Wie ist dieses „Hornberger Schießen“ nun eigentlich zu erklären? - Schauen wir uns diese Dinge vielleicht noch einmal etwas genauer an.

Am 16. Juni 2005 ist im Innenausschuss heiß darüber diskutiert worden, ob man den Zeitplan für die Kreisgebietsreform, also die Behandlung im Landtag, nicht noch einmal verschieben könnte. Die Abgeordneten von SPD und PDS haben im Innenausschuss darauf hingewiesen, dass es in einer Reihe von Gemeinden und Landkreisen vielleicht die Möglichkeit geben sollte, Bürgerentscheide und Bürgerbefragungen mit der Bundestagswahl am 18. September 2005 zu verknüpfen. Unter anderem hat Herr Rothe darauf hingewiesen, dass dies natürlich auch kostensparend wäre und dass sich dann ein höherer Anteil der Bevölkerung an einer solchen Entscheidung beteiligen würde.

Die Koalition hat in dieser Innenausschusssitzung ihren Zeitplan mit Klauen und Zähnen verteidigt. Sie können das nachlesen. Im Protokoll über die Sitzung am 16. Juni heißt es ganz klar: Das werden wir nicht tun; das ist nur ein Versuch, unseren Zeitplan auszuhebeln; das ist nur ein Versuch, diese Dinge weiter hinauszuschieben und in Zweifel zu bringen; wir werden uns davon nicht abbringen lassen.

Wer etwa einen Eindruck von der Diskussion gewinnen will, der müsste einmal in der entsprechenden Internetpräsentation der CDU-Landtagsfraktion die markigen Presseerklärungen von Herrn Kolze dazu lesen. Also: Wir wissen zwar inhaltlich nicht genau, was wir wollen, aber wir werden das im September auf jeden Fall beschließen.

(Zustimmung bei der Linkspartei.PDS)

Das war die Konsequenz dieser Ausschusssitzung. Als dann der Kollege Rothe noch einmal versuchte, zumindest für den Bürgerentscheid in Vockerode und im Landkreis Aschersleben-Staßfurt Verständnis zu erreichen, hat ein Mitglied der FDP-Fraktion - man kann auch sagen, ein maßgebliches Mitglied - gemeint: Völlig unnötig, schließlich wisse man selbst, dass die Leute aus Falkenstein und Seeland in den Harz wollen, also keine Überraschung.
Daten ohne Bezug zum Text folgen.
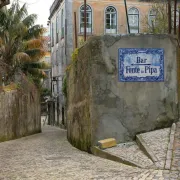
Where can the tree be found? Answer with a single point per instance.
(157, 19)
(21, 41)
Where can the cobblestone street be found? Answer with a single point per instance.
(49, 156)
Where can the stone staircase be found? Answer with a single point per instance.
(159, 149)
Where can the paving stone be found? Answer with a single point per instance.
(158, 142)
(49, 156)
(131, 152)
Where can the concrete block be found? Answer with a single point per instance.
(107, 143)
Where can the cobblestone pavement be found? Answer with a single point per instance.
(131, 152)
(176, 149)
(158, 142)
(48, 156)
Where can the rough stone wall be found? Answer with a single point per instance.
(19, 113)
(120, 109)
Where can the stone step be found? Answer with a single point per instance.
(175, 164)
(131, 153)
(155, 145)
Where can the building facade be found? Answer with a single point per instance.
(61, 49)
(47, 58)
(109, 16)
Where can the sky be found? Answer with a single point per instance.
(39, 7)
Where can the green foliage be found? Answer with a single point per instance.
(64, 88)
(21, 42)
(159, 25)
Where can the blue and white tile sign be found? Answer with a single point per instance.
(141, 65)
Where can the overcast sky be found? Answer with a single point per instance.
(39, 7)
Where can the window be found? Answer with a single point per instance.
(111, 20)
(88, 19)
(133, 15)
(62, 23)
(57, 31)
(152, 17)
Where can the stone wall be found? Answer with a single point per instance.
(19, 112)
(99, 106)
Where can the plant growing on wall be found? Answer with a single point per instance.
(157, 19)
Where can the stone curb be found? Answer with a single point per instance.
(170, 148)
(147, 150)
(100, 153)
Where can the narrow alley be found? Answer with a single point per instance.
(49, 156)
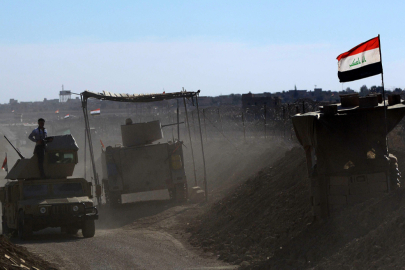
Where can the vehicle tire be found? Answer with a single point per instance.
(180, 193)
(72, 230)
(114, 199)
(4, 228)
(24, 228)
(89, 228)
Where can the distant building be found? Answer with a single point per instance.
(259, 100)
(318, 91)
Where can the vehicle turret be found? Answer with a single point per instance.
(60, 160)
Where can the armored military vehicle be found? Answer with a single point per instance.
(140, 166)
(347, 153)
(30, 203)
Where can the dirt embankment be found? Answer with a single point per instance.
(267, 221)
(260, 216)
(16, 257)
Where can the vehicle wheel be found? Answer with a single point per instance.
(181, 193)
(89, 228)
(24, 229)
(72, 230)
(114, 200)
(4, 228)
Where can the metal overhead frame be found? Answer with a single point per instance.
(105, 95)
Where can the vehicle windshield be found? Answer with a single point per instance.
(68, 189)
(35, 190)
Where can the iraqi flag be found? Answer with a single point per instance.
(4, 166)
(362, 61)
(95, 112)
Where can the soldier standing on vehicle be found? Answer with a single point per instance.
(38, 136)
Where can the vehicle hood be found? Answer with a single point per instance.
(56, 201)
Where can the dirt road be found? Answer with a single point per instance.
(146, 243)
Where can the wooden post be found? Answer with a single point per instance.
(284, 121)
(244, 128)
(220, 121)
(178, 121)
(205, 126)
(265, 121)
(202, 150)
(191, 144)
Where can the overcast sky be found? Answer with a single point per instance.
(220, 47)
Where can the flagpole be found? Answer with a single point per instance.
(385, 107)
(6, 164)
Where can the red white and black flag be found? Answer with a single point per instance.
(360, 62)
(4, 166)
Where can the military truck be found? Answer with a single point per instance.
(347, 153)
(30, 203)
(140, 166)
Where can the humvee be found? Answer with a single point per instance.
(30, 203)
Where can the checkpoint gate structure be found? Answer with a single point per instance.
(105, 95)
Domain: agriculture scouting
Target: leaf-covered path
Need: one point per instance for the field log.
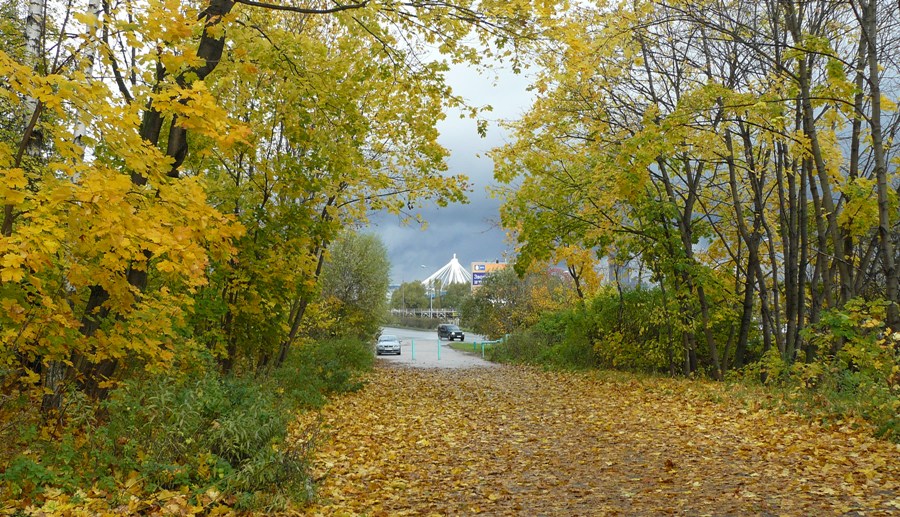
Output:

(Beifall bei der Linkspartei.PDS)

Was kam nach dieser Klausurtagung, nach dieser geheimnisvollen? Es kam eine Presseerklärung des Fraktionsvorsitzenden. Und was stand in dieser Presseerklärung des Fraktionsvorsitzenden: Man könne und wolle noch nicht abschließend beraten, weil es - siehe da - einen Bürgerentscheid im Landkreis Aschersleben-Staßfurt gegeben hat, und da wolle man doch jetzt noch Anhörungen realisieren.

Mein lieber Herr Scharf, als ich diese Pressemeldung gelesen habe, habe ich nach oben geguckt, um zu sehen, ob sich die Balken biegen. Zum Glück war eine Betondecke da.

(Beifall bei der Linkspartei.PDS - Frau Bull, Linkspartei.PDS, lacht)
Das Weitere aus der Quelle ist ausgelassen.